According to Luke, did Jesus preach the same gospel as Paul? How do we make sense of the apparent differences between the two?
Yes, I think he did, but this is because we often fail to clearly define Paul's gospel. Paul spoke of the gospel as the power of God unto salvation (Rom. 1:16). Romans 1-8 tells the full story, which we often stop telling with justification. When we make the gospel only about the cross and forgiveness and justification, we fail to tell why it's good news for what all of that provides---namely, a new life lived in the power of and response to the living God, one that's part of the complete reconciliation of creation God will one day bring about.
So for Paul the point of the gospel is that forgiveness of sins leads to the provision of an enabled life in God's Spirit.

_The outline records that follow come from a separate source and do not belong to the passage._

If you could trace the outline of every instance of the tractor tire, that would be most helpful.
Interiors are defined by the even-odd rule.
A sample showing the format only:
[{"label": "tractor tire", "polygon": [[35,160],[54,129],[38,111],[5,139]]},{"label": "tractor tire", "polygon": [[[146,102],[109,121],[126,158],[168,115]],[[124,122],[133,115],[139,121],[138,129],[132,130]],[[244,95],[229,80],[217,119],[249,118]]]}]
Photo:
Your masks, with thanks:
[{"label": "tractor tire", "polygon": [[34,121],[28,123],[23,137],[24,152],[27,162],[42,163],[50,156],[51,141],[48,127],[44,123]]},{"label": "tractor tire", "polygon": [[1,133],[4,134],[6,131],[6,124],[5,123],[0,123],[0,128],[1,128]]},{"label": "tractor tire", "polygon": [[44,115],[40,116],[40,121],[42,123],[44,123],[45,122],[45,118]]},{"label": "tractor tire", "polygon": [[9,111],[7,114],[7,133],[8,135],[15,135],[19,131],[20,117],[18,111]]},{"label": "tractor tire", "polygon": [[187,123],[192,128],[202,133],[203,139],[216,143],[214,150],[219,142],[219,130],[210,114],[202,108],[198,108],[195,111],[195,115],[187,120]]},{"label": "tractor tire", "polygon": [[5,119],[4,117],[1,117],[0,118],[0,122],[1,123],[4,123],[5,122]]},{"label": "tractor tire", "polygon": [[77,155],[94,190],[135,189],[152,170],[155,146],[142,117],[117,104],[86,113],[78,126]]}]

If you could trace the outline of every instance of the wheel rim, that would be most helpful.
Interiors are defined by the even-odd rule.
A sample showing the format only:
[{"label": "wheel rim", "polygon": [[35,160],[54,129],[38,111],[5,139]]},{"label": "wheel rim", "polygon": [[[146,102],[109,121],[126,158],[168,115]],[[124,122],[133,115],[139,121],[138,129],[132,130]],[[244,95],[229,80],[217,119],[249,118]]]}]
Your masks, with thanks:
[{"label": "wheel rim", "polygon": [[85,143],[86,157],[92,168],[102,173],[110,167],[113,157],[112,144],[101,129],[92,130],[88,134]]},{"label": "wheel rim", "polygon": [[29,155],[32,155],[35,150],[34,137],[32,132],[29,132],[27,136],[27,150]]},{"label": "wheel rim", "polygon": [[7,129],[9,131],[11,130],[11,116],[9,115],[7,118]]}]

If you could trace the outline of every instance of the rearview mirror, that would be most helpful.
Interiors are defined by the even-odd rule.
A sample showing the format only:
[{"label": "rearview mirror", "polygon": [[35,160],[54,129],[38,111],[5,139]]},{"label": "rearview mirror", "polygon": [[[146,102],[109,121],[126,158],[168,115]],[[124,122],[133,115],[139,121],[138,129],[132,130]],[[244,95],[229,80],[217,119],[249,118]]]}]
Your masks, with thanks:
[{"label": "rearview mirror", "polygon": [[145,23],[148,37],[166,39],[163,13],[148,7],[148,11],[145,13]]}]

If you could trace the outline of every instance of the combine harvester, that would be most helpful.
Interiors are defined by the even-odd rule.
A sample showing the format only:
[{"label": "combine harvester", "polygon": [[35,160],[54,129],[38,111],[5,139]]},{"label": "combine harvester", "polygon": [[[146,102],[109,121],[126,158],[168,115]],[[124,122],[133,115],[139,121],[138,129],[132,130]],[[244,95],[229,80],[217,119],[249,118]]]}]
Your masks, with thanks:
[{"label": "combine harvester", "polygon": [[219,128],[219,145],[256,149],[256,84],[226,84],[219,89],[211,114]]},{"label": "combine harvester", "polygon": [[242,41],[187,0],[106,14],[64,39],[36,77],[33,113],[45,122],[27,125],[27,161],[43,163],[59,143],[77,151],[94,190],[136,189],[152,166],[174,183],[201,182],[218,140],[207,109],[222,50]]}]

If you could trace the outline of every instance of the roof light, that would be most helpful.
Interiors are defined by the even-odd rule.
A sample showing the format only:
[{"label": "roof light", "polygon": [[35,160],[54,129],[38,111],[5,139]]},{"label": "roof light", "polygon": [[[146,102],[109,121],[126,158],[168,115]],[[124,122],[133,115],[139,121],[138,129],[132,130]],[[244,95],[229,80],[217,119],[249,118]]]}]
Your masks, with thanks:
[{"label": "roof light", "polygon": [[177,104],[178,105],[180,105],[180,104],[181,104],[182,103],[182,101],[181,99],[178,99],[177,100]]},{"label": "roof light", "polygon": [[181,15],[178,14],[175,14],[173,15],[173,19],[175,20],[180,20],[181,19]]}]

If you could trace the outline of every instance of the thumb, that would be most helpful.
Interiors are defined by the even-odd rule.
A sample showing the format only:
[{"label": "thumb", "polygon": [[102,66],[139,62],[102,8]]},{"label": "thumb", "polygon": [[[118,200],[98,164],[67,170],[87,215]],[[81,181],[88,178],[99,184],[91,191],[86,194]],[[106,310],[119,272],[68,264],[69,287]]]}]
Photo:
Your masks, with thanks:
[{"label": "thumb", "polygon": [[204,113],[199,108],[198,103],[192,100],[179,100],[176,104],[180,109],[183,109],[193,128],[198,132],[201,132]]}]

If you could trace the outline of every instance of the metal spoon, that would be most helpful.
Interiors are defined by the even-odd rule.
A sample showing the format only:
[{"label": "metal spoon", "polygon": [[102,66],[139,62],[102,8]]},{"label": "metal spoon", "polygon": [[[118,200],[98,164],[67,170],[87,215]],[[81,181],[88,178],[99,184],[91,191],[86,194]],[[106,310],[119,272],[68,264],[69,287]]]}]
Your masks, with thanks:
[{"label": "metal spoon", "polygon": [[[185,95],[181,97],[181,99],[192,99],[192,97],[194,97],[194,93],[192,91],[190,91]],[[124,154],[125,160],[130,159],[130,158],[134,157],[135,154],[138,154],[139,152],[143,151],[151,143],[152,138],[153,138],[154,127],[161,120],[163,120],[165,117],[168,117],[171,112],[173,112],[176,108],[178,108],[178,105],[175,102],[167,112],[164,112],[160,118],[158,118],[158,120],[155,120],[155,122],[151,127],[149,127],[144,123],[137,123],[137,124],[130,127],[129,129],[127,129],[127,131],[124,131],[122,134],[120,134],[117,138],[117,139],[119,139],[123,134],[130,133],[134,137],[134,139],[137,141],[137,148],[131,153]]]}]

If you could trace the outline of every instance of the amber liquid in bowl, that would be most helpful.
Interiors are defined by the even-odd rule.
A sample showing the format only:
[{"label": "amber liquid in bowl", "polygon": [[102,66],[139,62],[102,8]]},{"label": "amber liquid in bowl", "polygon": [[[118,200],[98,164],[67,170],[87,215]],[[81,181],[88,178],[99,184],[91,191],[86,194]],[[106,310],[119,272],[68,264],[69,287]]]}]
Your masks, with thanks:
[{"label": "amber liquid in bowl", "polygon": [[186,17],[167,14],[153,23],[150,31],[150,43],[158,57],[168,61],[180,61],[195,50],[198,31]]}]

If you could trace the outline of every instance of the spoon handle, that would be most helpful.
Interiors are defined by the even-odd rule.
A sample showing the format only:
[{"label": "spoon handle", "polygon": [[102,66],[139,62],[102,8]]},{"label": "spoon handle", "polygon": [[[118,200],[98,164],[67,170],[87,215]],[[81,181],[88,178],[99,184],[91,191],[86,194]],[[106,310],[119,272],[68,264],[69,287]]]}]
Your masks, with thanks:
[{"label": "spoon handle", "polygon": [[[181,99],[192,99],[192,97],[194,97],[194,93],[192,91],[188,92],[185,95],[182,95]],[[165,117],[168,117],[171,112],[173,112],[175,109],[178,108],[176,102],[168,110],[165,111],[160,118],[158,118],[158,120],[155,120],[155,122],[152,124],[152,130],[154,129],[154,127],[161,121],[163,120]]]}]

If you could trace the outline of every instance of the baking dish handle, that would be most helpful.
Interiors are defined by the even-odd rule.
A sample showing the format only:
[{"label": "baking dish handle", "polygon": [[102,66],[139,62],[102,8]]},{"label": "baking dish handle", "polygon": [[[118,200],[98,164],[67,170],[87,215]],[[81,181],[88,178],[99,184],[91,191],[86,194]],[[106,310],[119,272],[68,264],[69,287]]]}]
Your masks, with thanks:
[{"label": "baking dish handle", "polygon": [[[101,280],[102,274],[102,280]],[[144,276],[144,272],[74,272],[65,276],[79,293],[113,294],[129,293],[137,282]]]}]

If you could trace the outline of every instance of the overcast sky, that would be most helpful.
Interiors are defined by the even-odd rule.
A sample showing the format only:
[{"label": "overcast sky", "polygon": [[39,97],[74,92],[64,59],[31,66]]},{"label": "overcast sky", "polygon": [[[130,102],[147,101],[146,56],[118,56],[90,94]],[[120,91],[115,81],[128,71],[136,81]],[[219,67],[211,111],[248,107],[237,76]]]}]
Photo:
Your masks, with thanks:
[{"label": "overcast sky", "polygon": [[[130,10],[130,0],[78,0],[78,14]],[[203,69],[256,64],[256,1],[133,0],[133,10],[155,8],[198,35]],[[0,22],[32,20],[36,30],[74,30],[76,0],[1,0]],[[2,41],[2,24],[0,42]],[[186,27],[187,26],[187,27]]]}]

Just read Romans 6-8 for that part of the gospel. For Paul, this new life is a crucial part of the gospel story. This also means the gospel of the cross and the gospel of the kingdom, often pitted against each other, actually fit together. Just thinking Jewishly gets us here. This is the new covenant, not only to forgive sins but also to put the law of God inside of people---what Ezekiel pictures as being washed and cleansed so the Spirit can indwell a clean vessel.
What major biblical themes are uniquely picked up and developed---or perhaps even brought to a climax---in Luke and Acts?
There are several. How God regards the poor and those in need. How God respects women and those on the fringe. How God was always looking to include Gentiles in his plan. How we should live ethically so that repentance involves not only God but also how we treat others (see Luke 1:16-17 for starters). How the program of God points to the Christ as the bringer of the enabling Spirit. How the coming of the Spirit begins a new phase in God's program for which the disciples had to wait in order to be ready to carry out God's mission. How God's mission was accomplished by simple people simply being faithful to God. How God's people cared for one another and worked for an appropriate unity with each other. These are but a few of the key themes.
What are the chief lessons and applications from Acts for a New Testament ecclesiology?
The key application most churches today need to give attention to involves how to engage in mission. Appreciate what the gospel is about. It's about a new kind of enabled life from God rooted in his grace and forgiveness. Here's the answer to man's problems far more than, say, politics. Without a new heart, people in society don't change.
Just look at Ephesus in Acts 19. The different way believers lived and cared about others was the visible testimony to the fact God had changed them, and the church encouraged people to engage and share the gospel in ways that pointed to the new way Jesus brings. Acts stresses how God directs the key moves that allowed Gentiles to become equal members in the new community. This shows how each person in Christ is important to God and his church. God acts to bring people to himself, but he often works through us as his agents. So faithfulness is a virtue modeled and emphasized throughout the book.